My self esteem and worth is not defined by a finishing time or a placing. It’s defined by me. I am legit because I declare I am legit. I understand the privilege of this more than ever today.

The Buffalo Triathlon Club community lost an amazing man last week. None of us understand it, but the rising up of beautiful people has been amazing. Joe was planning on coming to talk to my nursing students this fall, about sobriety and the role that our sport has played in his life.

As we were setting up the talk, he kept emphasizing that it wasn’t the Ironman races or the medals or the times that helped him so much. It was the relationships that came with this sport. Now, a week later I realize what he was telling me. I am listening. And I understand the message. I will never forget that again.

In that theme, I extended the final trip to Lake Placid to spend some time with Luc. He’s the wind beneath our wings and my biggest inspiration. As he’s graduating next June, things will be different next summer.
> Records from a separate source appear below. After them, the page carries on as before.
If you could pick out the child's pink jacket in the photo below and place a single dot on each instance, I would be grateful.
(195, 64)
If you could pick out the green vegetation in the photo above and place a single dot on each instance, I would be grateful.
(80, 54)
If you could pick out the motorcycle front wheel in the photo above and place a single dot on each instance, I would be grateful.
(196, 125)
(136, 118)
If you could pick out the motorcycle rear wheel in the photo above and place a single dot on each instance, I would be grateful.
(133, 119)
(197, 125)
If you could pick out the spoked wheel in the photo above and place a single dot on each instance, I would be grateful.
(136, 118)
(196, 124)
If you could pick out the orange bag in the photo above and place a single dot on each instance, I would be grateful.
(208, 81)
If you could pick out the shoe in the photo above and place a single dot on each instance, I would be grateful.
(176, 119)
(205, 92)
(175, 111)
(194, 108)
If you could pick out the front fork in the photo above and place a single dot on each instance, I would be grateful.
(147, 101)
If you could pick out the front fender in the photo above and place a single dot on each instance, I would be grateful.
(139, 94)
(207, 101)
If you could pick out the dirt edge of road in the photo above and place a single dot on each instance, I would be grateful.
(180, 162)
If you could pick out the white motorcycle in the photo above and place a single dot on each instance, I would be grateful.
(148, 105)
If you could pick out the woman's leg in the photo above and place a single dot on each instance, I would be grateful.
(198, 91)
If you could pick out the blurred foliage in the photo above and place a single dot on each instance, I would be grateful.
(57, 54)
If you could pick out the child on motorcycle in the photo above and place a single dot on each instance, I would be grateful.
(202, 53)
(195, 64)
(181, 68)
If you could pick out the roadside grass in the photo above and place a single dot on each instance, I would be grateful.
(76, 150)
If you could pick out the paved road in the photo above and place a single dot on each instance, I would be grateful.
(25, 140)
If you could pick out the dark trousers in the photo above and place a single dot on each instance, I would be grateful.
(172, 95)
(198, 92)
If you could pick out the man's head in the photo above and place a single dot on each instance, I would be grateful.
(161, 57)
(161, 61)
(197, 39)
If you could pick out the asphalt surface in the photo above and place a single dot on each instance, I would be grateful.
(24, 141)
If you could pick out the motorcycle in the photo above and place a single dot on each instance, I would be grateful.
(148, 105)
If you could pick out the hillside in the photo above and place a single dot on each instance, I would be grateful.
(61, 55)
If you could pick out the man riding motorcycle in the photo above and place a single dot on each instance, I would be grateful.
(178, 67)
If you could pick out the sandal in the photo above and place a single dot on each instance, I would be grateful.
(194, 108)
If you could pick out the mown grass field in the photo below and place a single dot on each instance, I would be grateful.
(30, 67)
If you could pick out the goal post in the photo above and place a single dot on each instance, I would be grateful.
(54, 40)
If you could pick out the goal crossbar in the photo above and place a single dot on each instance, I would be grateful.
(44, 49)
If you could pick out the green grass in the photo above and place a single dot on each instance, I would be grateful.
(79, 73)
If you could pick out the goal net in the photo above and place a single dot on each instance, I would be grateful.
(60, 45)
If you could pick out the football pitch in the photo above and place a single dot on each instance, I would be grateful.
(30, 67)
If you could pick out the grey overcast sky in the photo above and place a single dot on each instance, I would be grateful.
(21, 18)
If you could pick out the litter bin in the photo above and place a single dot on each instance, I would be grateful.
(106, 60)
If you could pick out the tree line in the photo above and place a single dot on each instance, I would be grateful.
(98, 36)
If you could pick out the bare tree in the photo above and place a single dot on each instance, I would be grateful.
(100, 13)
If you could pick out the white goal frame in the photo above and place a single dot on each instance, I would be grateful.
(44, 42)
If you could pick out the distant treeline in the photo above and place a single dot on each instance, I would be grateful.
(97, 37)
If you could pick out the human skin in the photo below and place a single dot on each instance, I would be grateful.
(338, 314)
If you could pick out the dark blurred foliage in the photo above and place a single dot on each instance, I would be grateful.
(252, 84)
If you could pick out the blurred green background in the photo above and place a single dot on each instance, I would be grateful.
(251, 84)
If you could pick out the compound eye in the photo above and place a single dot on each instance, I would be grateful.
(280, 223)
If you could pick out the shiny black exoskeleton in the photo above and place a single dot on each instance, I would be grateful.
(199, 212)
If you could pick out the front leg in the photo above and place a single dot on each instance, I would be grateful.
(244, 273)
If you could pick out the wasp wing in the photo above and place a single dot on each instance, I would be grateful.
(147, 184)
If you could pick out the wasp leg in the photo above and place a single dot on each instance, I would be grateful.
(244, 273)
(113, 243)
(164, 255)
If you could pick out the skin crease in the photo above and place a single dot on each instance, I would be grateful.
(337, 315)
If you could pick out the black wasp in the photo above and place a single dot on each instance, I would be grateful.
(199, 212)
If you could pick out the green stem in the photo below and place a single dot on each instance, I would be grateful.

I wanted to spend time, he and I, in our favorite place without the rigamarole of the Ironman atmosphere in our favorite place. Life worked out so we could come up here and experience what we love about it here.

There are some new chapters ahead for all of us and I can’t wait to get them started.

But first….. a few more days of chilling in Placid. A few more miles on the course. Some fireworks over Mirror Lake, and then it’s time to come home. We will be back in a few weeks for the big dance, and to collect a medal I have been waiting ten years to come back for.